TEMPO.CO, Jakarta - Keluarga korban vaksin palsu Rumah Sakit Harapan Bunda memprotes kinerja rumah sakit tersebut yang mereka anggap tak profesional. Mereka datang ke Komnas Perlindungan Anak dan membawa tujuh tuntutan atas peredaran vaksin palsu.
"Yang kami minta adalah pihak RS bertatap muka dengan kami, duduk bersama menyelesaikan masalah. Tapi mereka menghadapkan kami dengan polisi," kata Agust Siregar, Koordinator Aliansi Orang Tua Korban Vaksin Palsu di Komnas Perlindungan Anak, T.B. Simatupang, Senin, 25 Juli 2016.
Agust, Koordinator Aliansi Orang Tua Korban Vaksin Palsu, merasa RS Harapan Bunda memperlakukan orang tua korban dengan komunikasi yang tidak baik.

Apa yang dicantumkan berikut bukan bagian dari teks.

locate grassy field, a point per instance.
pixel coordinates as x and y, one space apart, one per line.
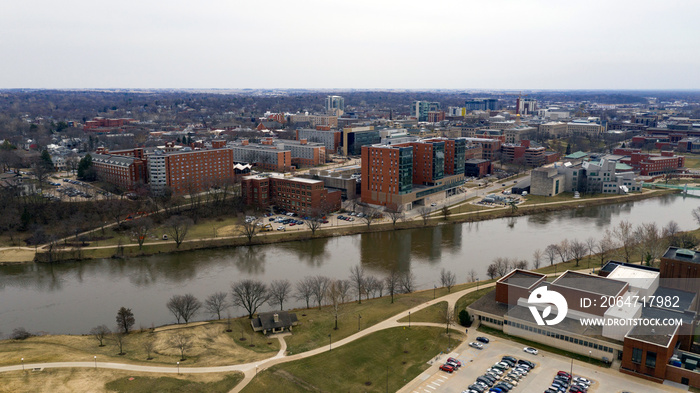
104 380
541 347
211 346
382 361
468 299
315 324
434 313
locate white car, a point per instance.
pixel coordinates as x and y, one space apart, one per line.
476 345
530 350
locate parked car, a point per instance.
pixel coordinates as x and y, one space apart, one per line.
476 345
530 350
447 368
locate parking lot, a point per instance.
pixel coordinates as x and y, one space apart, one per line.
475 362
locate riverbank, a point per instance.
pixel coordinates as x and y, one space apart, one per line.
303 233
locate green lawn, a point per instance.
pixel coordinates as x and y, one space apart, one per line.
315 325
541 347
172 385
434 313
468 299
385 360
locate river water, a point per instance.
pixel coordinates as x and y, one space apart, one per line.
74 297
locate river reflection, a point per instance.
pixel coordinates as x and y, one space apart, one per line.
76 296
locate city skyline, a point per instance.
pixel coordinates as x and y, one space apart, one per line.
366 45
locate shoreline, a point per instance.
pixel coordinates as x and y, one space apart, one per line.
150 249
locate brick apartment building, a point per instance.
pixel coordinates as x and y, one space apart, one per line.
651 164
324 135
293 194
264 156
122 171
413 173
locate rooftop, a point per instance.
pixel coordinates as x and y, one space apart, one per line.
521 278
682 254
589 283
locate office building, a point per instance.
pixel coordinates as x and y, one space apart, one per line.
334 103
292 194
420 109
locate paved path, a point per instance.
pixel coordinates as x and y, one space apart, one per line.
251 369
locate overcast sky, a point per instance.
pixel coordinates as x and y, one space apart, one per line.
487 44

Aliansi ini dijaga oleh polisi. Mereka merasa diperlakukan seolah sebagai perusuh, padahal tidak pernah anarkistis terhadap RS Harapan Bunda.

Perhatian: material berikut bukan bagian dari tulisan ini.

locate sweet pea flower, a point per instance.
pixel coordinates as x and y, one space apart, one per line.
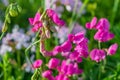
103 24
92 24
97 55
78 37
61 77
56 50
37 63
54 17
53 63
35 22
66 47
112 49
103 36
48 74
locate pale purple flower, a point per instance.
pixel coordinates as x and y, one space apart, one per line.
97 55
62 33
103 36
53 63
35 22
112 49
37 63
18 37
103 24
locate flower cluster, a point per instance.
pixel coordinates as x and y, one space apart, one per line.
102 35
15 40
68 66
72 50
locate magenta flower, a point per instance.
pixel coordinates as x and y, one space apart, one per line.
112 49
54 17
103 36
61 77
66 47
97 55
78 37
56 50
35 22
103 24
92 24
37 63
48 74
53 63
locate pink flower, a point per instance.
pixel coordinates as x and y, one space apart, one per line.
61 77
112 49
66 47
35 22
75 56
54 17
92 24
56 50
103 36
53 63
78 37
48 74
103 24
37 63
97 55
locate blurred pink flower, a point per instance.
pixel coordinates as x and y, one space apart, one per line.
78 28
112 49
92 24
35 22
54 17
97 55
53 63
103 24
48 74
37 63
103 36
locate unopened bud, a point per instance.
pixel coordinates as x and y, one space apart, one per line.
47 33
5 27
53 29
8 18
13 11
19 8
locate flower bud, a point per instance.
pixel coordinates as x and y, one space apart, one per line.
8 18
13 11
47 33
19 8
5 27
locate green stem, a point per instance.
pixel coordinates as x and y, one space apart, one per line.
73 15
26 51
100 68
99 44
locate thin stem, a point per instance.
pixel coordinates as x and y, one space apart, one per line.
73 15
99 44
80 11
115 8
2 35
100 67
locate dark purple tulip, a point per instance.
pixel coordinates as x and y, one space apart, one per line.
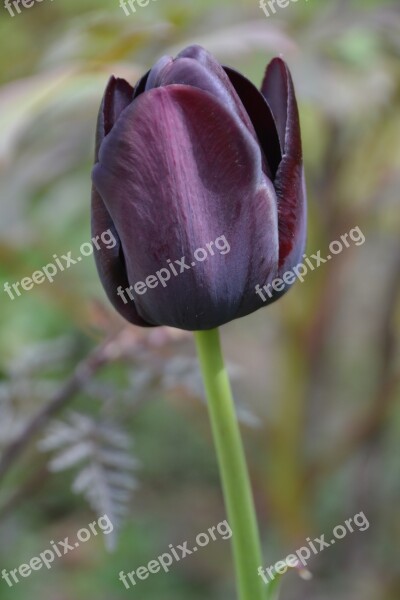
195 153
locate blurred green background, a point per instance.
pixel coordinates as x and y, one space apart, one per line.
316 375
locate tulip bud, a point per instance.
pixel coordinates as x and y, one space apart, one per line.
199 177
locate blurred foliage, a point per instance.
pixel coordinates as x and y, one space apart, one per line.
316 375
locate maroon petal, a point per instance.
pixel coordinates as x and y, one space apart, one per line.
110 261
176 172
289 182
261 117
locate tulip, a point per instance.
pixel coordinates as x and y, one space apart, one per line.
195 153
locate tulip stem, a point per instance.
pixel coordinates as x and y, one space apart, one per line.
233 469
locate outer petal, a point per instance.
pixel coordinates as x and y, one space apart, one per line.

Agust menyatakan pernah bertemu dengan pihak rumah sakit, namun keinginan orang tua belum terealisasi. "Contohnya memberikan data pasien dari 2003-2016, ini detik, ini menit, belum juga terlihat. Itu artinya apa? Bentuk-bentuk arogansi yang diperlihatkan RS Harapan Bunda kepada para korban," kata Agust.

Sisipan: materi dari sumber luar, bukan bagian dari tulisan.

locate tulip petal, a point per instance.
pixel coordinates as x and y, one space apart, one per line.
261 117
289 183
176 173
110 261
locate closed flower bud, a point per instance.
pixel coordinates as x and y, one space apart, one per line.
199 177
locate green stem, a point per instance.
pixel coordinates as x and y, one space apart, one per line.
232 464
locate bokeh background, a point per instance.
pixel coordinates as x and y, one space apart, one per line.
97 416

Berikut ini beberapa tuntutan dari orang tua itu, di antaranya Rumah Sakit Harapan Bunda menerbitkan daftar pasien yang diimunisasi di Rumah Sakit Harapan Bunda periode 2003-2016. Orang tua tersebut meminta rumah sakit menanggung biaya medical checkup di rumah sakit lain yang ditentukan orang tua korban. Semua akibat vaksin palsu menjadi tanggung jawab RS Harapan Bunda, berupa jaminan kesehatan full cover sampai waktu yang tak ditentukan.
Mengenai tuntutan para orang tua ini, pihak Rumah Sakit Harapan Bunda belum memberikan jawaban. Pesan pendek yang dikirimkan Tempo juga belum direspons.